A great German philosopher once said that ideas have hands and feet. It became the deliberate aim of the conspirators to see to it that the idea, doctrines, and policies of Mein Kampf should become the active faith and guide for action of the German nation, and particularly of its malleable youth. From 1933 to 1939 an extensive indoctrination in the ideas of Mein Kampf was pursued in the schools and universities of Germany, as well as in the Hitler Youth, under the direction of Baldur von Schirach, and in the SA and SS, and amongst the German population as a whole, by the agency of Rosenberg.

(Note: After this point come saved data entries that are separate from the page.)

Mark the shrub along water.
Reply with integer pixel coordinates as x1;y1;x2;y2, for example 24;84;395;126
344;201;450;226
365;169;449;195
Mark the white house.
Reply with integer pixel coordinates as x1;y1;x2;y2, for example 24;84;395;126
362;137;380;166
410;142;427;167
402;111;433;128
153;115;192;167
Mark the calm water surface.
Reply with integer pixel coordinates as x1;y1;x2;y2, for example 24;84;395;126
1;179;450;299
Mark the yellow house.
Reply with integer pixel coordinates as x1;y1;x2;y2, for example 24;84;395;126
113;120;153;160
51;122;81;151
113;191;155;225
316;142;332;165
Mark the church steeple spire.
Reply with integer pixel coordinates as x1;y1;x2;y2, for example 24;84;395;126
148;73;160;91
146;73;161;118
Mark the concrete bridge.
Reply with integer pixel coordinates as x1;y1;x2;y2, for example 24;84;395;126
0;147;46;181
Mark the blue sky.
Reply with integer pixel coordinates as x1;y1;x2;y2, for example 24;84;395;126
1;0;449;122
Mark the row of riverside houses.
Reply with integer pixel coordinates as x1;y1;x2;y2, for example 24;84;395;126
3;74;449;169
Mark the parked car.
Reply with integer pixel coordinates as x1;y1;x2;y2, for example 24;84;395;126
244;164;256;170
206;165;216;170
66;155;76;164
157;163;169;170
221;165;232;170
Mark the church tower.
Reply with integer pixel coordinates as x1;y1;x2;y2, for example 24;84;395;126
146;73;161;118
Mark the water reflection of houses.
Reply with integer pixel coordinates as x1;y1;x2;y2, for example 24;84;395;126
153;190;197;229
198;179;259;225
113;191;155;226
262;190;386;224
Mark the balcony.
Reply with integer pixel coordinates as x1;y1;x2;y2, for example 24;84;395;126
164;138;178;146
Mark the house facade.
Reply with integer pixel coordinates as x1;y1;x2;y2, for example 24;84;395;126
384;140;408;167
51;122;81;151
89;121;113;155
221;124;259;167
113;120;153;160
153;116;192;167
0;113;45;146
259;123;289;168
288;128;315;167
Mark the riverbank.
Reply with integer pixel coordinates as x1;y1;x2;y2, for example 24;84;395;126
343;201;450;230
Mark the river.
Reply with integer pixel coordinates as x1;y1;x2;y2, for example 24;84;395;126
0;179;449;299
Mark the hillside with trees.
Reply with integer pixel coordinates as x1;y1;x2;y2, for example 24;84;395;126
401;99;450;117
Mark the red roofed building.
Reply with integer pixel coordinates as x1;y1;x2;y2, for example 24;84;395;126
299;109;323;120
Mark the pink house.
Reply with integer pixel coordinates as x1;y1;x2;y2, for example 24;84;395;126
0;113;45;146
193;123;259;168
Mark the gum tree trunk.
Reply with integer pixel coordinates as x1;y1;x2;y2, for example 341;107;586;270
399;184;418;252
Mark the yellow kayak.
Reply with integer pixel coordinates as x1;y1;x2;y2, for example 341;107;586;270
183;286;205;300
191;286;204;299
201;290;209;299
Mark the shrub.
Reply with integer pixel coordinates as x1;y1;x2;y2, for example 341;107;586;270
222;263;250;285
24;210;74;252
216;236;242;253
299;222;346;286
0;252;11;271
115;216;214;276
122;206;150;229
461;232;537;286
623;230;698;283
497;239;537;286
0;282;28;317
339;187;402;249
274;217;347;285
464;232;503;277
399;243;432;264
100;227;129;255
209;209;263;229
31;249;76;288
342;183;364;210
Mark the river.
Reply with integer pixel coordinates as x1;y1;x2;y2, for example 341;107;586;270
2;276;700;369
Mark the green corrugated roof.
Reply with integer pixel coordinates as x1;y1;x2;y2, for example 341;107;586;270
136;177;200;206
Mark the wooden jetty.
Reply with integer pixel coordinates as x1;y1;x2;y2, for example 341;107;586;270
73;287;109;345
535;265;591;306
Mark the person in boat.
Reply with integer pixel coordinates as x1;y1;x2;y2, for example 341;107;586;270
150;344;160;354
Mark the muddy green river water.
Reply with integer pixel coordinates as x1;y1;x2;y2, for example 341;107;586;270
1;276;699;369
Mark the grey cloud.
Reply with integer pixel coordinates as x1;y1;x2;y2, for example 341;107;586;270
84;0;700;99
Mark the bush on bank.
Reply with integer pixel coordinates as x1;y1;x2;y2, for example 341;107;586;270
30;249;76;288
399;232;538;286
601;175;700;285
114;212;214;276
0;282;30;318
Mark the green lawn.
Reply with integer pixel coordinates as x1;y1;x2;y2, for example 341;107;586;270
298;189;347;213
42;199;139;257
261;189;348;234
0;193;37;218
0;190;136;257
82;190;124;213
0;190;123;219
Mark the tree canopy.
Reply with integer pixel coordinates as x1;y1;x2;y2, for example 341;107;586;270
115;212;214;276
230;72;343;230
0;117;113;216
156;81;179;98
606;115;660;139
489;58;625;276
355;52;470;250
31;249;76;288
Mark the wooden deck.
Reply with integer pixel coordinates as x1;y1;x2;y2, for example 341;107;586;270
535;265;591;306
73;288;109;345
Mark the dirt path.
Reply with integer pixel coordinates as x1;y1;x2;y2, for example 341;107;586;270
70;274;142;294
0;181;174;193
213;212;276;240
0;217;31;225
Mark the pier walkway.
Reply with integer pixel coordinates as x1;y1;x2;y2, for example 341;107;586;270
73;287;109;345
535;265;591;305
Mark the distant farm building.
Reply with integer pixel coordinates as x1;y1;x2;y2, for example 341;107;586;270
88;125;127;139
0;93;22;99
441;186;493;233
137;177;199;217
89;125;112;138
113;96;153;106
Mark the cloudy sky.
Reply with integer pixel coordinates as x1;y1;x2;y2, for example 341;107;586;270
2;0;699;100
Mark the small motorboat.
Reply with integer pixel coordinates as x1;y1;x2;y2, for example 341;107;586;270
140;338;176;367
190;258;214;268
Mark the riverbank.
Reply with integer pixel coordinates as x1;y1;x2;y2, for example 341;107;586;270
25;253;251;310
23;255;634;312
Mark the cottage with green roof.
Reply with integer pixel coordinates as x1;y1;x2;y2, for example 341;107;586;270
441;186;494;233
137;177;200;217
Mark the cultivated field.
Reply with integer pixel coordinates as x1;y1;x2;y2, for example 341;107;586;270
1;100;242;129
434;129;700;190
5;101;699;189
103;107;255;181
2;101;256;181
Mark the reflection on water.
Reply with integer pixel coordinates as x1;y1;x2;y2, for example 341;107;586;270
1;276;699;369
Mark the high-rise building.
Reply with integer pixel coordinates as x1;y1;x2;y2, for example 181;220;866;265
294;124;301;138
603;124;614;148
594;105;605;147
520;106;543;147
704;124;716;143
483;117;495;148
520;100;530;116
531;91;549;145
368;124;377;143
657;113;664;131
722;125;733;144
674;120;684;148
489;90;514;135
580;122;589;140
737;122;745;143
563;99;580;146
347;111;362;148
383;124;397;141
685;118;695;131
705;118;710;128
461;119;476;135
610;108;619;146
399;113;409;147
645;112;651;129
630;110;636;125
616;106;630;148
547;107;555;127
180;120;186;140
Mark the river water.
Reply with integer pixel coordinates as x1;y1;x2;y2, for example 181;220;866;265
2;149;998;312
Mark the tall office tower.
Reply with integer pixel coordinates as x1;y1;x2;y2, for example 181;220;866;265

A copy of Mein Kampf was officially presented by the Nazis to all newly married couples in Germany. [A copy of Mein Kampf (D-660) submitted by the prosecution to the tribunal contains the following dedication on the fly-leaf:

“To the newly married couple, Friedrich Rosebrock and Else Geborene Zum Beck, with best wishes for a happy and blessed marriage. Presented by the Communal Administration on the occasion of their marriage on the 14th of November, 1940. For the Mayor, the Registrar.”

This copy of Mein Kampf, which was the 1945 edition, contains the information that the number of copies published to date amount to 6,250,000.]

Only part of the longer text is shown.